The article starts by pointing out that Indian firms are moving into high-value strategic advice faster than anyone had expected. From being purely providers of cheap call-center services and payroll processing, they are moving up the value ladder. They offer product design, software design, chip engineering and the kind of corporate asset-deploying advice once the sole domain of Western firms like McKinsey & Co. and Booz Allen Hamilton. Forrester's Stephanie Moore thinks that a lot of consulting deals won by the Indians in the last few years have really shocked the industry – IBM, EDS & Accenture’s have not come to terms with this.

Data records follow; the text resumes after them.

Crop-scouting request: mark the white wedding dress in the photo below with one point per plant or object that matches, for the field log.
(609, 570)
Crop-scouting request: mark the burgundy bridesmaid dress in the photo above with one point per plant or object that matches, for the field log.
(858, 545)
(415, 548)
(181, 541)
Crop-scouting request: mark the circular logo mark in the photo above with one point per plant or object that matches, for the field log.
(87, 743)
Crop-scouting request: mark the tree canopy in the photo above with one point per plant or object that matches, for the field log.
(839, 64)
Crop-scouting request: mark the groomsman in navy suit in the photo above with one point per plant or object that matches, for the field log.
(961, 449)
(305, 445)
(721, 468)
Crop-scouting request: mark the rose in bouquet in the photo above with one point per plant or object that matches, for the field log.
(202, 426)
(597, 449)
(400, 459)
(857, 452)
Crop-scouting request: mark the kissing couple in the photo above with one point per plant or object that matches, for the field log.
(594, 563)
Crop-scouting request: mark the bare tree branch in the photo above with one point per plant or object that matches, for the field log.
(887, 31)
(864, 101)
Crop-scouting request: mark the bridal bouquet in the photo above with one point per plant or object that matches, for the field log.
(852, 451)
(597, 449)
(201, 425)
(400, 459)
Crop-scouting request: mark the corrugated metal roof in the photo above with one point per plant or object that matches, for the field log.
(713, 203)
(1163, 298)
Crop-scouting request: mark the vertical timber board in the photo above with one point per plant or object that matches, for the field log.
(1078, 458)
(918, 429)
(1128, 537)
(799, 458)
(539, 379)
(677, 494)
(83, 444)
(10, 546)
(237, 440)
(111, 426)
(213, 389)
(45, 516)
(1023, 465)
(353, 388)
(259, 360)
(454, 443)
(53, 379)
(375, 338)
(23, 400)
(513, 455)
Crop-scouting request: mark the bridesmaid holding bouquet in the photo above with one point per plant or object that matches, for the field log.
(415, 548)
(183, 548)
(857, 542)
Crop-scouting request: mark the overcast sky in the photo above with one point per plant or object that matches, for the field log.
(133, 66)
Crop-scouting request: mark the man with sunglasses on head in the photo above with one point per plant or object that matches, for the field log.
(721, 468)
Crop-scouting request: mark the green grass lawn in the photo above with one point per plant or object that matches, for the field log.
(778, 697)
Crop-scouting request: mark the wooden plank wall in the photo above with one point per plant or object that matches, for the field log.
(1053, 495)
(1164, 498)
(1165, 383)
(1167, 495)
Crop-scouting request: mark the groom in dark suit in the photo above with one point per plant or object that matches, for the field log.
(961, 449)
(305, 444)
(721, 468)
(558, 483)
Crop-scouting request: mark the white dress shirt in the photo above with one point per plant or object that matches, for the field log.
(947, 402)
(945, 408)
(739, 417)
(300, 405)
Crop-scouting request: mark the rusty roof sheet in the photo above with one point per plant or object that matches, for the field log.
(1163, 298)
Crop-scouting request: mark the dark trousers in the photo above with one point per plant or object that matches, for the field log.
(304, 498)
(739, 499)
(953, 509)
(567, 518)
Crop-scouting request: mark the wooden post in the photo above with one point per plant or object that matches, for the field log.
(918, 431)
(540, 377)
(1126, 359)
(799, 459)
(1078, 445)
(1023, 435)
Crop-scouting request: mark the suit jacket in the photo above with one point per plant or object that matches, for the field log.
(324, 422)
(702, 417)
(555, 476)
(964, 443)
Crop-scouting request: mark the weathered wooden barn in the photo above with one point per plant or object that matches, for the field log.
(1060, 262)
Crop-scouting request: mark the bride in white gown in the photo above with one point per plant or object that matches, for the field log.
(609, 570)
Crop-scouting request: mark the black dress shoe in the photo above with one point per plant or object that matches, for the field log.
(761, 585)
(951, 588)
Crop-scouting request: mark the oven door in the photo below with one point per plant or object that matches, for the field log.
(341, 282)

Look at a few cases that demonstrate this : Northeast Utilities in Hartford, Connecticut consolidated three customer information systems into one, and six call centers into two. Global firms and Indian headquartered firms competed for this opportunity. The usual providers of this kind of advice are firms such as IBM, Capgemini and Accenture , the well-known shops that sponsor golf tournaments and run ads during the Super Bowl. These firms bid on the aforementioned projects, but they lost. The winners came from Bangalore and Chennai, firms such as I-flex Solutions, Mphasis BFL Group, Infosys Technologies and SlashSupport. In the case of Northeast Utilities, Infosys got the strategic advice business while IBM got left with the scut work of moving the company's 2 million customer records from the old system to the new. Seven years ago GE Appliances entrusted Satyam to prepare only engineering drawings and blueprints for its home business. Four years later Satyam was doing tear-down analysis of all its products and its competitors' products. Now it's the only point of contact for GE Appliances' vendors and components suppliers, and it has also taken over the design of nearly all new product features. Multinationals are relying on Indian firms for fundamental missions.